En Bretagne, ces lourds investissements ont eu raison de la "Coop des masques": créée sous le statut de société coopérative d’intérêt collectif (une SCIC, qui associe collectivités, salariés, associations, citoyens et entreprises), elle a été placée en liquidation judiciaire dès le mois d'octobre 2022. Plus récemment, l'entreprise alsacienne Barral a fermé ses portes, comme le rapporte France 3 Alsace. Placée en redressement judiciaire, l'entreprise bretonne Klap France espère, elle, un repreneur pour sauver l'entreprise, selon des informations de Ouest France.
"Nous vendons encore de très petites quantités", explique de son côté Emmanuel Nizard, à la tête du Masque Français, "fier d'avoir réussi à tenir". Fondateur de la société de conseil Simple and New, l'entrepreneur se lance dans la production de masques dès les premiers temps de la pandémie. Au plus fort de l'activité, l'entreprise emploie une cinquantaine de personnes sur 10 lignes de production à Vélizy-Villacoublay. Cinq ans plus tard, un seul module débite encore des masques de temps à autre, pour répondre aux commandes venues de cabinets médicaux ou de pharmacies.

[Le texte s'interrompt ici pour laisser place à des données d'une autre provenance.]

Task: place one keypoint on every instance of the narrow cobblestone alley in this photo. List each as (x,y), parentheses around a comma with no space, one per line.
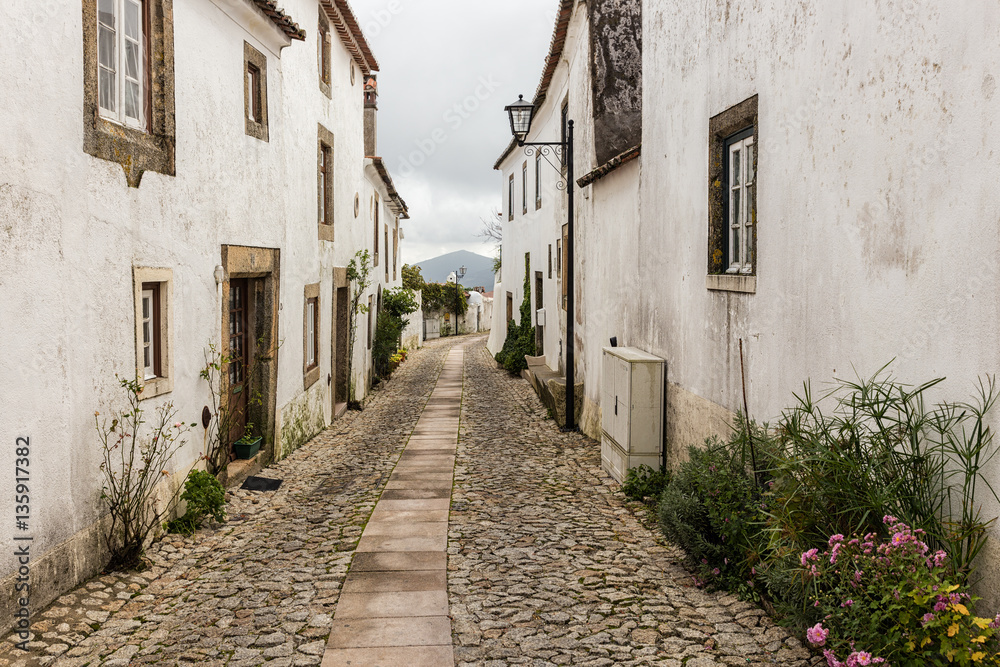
(546,564)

"Le monde n'a pas changé et il n'y a aucune raison qu'il change", avance Emmanuel Nizard.
Les autres machines sont stockées dans un entrepôt. "Personne n'est intéressé" pour les acheter, car "tout le monde a des machines sur les bras", avance Emmanuel Nizard. Mais l'atterrissage s'est réalisé en douceur pour l'entreprise, qui s'était attendue à la chute des commandes. Face à la Chine, le fabricant francilien n'a pas voulu se jeter dans la bataille des prix, préférant miser sur les masques de qualité. "Nous l'avions prévu dès le départ", retrace-t-il, déplorant toutefois avoir été "un peu induit en erreur par les grands discours du gouvernement" sur la restructuration de la filière.
"On a investi massivement"
Pour d'autres, les masques n'ont été qu'un passage. Dans le monde du textile, nombre d'usines se sont provisoirement converties à la fabrication de masques au plus fort de la pandémie. Près de Lyon, le spécialiste des vêtements techniques Boldoduc a vu son chiffre d'affaires décoller grâce à ses masques lavables. "On a investi massivement, en créant un atelier de confection", explique son directeur général, Grégory Poisay, sur BFM Lyon. L'entreprise, "passée de 30 à 80 personnes en l'espace d'un an et demi", profite aujourd'hui d'un choix gagnant au moment de la pandémie.
"Aujourd'hui, ça nous permet de pouvoir faire de la production textile", observe Grégory Poisay.
Dans une France secouée par le coronavirus, les masques n'ont pas été la seule urgence: nombre d'entreprises se sont mobilisées pour accroître la production de gel hydroalcoolique –jusqu'aux géants LVMH et L'Oréal. En Ardèche, la PME familiale MPH1865, spécialisée dans les produits d'hygiène pour les professionnels, avait alors réorganisé sa production et grimpé jusqu'à 110.000 litres journaliers. "Heureusement que nous avions le gel hydroalcoolique" pour "contrebalancer" la perte d'activité sur d'autres produits, se souvient sa directrice générale déléguée, Laure Miribel.
Portée par une forte demande pour le gel hydroalcoolique et les gants jetables, l'entreprise a réalisé plus de 200 millions d'euros de chiffre d'affaires en 2020, contre un peu moins de 90 millions d'euros en 2019. "Nous l'avons tout de suite réinvesti" dans l'entreprise, souligne Laure Miribel, évoquant un plan d'investissement de 80 millions d'euros sur son métier historique du papier d'hygiène. Son gel hydroalcoolique, lui, a gagné quelques parts de marché.